Practise by collecting every spelling option you misjudge into a personal list and re-reading it before the next test. Spelling improves through controlled repetition, not last-minute reading.

Quick revision

60-second recap
  • ‘i before e except after c’ for the ‘ee’ sound—but learn the exceptions (seize, weird, leisure, foreign).
  • Vowel-suffix → drop silent e (hoping); consonant-suffix → keep it (hopeful).
  • Double the final consonant only when single vowel + single consonant + stressed last syllable (occurred, beginning).
  • Memorise double-letter traps: accommodate, committee, necessary, embarrass, possession.
  • Prefer British endings in CDS: colour, centre, defence, organise.
  • Watch confusables: stationary/stationery, principal/principle, complement/compliment.
  • Fix the rule for the root word first, then eliminate the wrong options.

With these rules and lists revised, spelling questions move from a gamble to reliable, fast marks—exactly the kind of edge that lifts your CDS English score.

Frequently asked questions

How many spelling questions come in the CDS English paper?

It varies by year, but typically a few questions test spelling directly through ‘correctly/incorrectly spelt word’ items, and more test it indirectly through paronyms and confusable words. Together they make spelling worth focused revision.

Does CDS follow British or American spelling?

CDS follows British English. When options differ only as colour/color or centre/center, the British form (colour, centre) is the correct answer.

What is the single most useful spelling rule to learn?

The suffix rule: drop the silent ‘e’ before a vowel-starting suffix (hope → hoping) but keep it before a consonant-starting suffix (hope → hopeful).

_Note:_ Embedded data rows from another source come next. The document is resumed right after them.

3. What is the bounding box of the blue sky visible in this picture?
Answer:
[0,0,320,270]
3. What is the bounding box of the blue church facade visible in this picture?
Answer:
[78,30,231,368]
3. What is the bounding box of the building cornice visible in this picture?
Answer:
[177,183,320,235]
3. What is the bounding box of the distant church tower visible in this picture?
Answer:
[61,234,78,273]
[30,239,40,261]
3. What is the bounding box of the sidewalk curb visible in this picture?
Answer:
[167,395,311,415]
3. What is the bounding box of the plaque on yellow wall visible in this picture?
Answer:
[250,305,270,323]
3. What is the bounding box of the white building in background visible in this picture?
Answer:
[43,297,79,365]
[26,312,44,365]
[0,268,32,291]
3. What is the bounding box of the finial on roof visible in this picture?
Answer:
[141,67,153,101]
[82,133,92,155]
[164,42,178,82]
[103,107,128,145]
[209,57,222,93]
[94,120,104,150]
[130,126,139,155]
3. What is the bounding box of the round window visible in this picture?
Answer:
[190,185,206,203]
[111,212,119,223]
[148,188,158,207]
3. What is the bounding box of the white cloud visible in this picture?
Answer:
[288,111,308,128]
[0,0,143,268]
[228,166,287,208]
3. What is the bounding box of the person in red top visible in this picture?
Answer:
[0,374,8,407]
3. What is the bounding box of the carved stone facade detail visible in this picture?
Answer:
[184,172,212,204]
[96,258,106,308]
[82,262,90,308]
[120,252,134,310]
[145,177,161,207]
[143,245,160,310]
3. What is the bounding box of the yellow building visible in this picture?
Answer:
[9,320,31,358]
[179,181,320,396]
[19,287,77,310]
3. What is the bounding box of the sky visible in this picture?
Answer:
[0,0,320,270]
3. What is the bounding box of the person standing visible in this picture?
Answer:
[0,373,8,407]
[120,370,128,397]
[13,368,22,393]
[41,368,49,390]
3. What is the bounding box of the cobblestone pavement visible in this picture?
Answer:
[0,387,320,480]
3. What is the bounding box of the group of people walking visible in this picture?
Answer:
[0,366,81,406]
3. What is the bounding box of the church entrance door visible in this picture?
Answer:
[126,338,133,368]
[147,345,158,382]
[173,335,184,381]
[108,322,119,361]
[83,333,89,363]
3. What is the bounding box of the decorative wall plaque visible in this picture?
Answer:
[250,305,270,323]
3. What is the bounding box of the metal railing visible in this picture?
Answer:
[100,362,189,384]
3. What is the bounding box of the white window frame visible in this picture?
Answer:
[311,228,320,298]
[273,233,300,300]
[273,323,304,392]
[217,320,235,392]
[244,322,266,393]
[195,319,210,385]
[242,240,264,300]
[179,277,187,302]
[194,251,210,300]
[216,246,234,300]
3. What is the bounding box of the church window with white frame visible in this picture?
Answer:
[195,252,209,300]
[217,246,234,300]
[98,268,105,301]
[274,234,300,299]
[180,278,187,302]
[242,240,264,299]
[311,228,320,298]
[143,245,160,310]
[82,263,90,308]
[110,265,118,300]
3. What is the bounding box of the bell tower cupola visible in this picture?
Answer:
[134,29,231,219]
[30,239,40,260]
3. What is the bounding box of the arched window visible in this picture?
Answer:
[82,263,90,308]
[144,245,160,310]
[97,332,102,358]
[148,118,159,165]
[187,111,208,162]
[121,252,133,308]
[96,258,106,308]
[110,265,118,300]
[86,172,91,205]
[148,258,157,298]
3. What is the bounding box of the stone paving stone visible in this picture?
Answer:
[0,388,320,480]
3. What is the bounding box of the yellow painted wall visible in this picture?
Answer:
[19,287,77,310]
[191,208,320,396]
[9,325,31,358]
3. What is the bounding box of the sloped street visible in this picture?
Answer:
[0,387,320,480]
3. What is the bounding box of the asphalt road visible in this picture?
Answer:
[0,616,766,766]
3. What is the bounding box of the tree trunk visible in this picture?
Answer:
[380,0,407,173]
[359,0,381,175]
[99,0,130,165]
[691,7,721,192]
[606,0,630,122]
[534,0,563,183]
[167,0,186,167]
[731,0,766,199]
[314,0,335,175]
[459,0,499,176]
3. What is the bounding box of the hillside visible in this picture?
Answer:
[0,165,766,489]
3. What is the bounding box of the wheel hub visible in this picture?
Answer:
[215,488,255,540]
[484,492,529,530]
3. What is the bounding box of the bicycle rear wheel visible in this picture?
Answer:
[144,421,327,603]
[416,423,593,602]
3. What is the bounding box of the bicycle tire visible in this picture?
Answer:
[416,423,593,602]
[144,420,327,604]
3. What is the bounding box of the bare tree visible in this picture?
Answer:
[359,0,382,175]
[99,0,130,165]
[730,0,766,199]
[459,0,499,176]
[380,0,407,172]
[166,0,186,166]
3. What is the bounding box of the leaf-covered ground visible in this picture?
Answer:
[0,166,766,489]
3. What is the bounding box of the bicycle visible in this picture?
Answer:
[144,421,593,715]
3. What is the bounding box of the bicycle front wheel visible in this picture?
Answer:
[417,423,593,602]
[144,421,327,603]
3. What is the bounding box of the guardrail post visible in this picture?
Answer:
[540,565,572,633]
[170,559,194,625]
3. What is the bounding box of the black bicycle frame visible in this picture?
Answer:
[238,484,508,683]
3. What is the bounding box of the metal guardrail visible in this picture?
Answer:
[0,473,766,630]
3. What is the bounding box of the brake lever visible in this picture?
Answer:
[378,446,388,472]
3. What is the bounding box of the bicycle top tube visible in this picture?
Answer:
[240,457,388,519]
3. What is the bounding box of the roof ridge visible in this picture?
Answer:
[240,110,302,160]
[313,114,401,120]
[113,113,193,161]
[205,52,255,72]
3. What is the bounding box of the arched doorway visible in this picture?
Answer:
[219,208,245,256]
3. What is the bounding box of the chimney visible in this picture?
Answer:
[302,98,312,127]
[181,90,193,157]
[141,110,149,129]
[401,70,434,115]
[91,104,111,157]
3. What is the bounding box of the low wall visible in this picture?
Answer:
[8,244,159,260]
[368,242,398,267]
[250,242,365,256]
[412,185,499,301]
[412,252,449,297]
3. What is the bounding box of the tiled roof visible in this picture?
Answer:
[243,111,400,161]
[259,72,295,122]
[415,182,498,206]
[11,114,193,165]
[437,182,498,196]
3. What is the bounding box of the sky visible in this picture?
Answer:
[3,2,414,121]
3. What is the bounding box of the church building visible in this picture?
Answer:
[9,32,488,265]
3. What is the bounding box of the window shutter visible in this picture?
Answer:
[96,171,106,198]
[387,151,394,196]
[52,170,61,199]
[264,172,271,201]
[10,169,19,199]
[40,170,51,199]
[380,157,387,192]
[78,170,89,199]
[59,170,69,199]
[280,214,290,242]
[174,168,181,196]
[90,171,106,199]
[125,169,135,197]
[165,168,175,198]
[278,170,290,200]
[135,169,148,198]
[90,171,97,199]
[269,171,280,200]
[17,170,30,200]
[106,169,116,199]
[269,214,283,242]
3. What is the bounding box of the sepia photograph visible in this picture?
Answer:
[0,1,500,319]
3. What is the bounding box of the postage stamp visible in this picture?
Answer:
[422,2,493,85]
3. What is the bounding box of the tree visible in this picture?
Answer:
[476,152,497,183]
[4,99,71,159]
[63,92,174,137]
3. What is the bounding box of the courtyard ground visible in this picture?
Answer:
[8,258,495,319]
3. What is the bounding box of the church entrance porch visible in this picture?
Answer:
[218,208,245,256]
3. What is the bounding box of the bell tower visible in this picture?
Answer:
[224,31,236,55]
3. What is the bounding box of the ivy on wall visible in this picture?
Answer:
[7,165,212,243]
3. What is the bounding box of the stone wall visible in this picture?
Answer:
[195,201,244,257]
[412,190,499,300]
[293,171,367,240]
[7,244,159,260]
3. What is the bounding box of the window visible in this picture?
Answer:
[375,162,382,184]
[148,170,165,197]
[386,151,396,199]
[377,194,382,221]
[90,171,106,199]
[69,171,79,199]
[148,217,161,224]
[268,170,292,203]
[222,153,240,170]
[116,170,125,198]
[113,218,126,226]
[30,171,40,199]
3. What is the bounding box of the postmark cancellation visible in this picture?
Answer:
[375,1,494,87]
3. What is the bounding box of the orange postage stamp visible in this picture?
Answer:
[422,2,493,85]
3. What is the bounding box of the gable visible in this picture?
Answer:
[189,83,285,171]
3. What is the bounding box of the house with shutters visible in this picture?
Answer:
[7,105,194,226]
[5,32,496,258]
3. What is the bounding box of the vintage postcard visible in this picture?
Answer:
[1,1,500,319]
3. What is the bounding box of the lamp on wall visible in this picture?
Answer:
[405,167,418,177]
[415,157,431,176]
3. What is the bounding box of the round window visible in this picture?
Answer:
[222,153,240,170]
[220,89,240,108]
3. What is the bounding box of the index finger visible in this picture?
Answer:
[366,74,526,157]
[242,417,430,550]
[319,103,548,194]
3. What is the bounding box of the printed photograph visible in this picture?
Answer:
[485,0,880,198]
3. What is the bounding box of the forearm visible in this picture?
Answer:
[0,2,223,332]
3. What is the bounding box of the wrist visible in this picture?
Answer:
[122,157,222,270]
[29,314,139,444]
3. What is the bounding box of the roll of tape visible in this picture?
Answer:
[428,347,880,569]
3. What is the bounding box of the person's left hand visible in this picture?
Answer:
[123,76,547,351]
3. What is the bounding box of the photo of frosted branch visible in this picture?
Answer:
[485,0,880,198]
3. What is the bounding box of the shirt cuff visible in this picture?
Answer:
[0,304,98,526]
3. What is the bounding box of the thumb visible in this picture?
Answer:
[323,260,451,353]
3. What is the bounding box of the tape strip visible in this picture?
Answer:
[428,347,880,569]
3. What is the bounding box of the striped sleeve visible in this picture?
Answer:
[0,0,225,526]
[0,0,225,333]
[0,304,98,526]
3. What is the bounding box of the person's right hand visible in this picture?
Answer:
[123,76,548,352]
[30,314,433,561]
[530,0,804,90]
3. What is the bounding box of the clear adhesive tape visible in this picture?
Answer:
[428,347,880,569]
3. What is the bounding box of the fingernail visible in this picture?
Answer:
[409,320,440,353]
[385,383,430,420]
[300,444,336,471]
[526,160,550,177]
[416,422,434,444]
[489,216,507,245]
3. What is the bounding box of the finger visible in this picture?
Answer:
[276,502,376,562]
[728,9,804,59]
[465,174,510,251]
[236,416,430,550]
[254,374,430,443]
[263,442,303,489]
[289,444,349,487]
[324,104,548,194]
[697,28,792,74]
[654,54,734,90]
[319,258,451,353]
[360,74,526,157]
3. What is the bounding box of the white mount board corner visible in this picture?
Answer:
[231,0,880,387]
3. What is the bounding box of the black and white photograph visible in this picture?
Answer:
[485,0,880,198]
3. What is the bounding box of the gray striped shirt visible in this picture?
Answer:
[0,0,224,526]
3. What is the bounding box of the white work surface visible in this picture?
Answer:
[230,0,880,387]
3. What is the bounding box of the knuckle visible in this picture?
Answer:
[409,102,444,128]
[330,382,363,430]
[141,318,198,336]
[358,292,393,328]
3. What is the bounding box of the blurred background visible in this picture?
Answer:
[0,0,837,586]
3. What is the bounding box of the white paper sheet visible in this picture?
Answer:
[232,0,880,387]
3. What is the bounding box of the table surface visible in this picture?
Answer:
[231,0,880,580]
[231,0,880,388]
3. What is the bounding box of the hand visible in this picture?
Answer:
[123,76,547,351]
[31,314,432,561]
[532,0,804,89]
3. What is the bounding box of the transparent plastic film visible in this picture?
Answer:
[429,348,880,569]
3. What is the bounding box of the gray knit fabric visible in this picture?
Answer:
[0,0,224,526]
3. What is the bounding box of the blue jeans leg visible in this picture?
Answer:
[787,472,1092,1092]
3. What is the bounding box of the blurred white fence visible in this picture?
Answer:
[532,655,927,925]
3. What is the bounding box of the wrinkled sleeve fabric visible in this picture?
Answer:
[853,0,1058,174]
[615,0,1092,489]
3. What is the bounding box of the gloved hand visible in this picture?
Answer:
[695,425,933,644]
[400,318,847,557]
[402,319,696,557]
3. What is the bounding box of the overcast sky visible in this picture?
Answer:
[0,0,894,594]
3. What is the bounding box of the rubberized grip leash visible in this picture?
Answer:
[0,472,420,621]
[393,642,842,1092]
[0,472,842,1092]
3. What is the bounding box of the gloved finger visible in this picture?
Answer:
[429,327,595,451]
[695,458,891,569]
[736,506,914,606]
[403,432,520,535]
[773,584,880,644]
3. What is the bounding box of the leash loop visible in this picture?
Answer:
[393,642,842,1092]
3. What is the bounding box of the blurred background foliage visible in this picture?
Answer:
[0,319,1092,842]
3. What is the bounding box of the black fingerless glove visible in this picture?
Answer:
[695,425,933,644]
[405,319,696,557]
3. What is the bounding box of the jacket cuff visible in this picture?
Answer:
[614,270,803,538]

It resolves a very large share of common errors.

How do I remember tricky double-letter words quickly?

Use mnemonics: ‘necessary’ = one Collar, two Socks (one c, two s); ‘accommodate’ is roomy enough for two c’s and two m’s; ‘separate’ has ‘a rat’ in the middle.

Should I guess on spelling questions given negative marking?

Only if you can confidently eliminate at least two options. Spelling questions reward elimination—rule out the clearly wrong forms first, and the correct answer often emerges even when you are unsure of the exact spelling.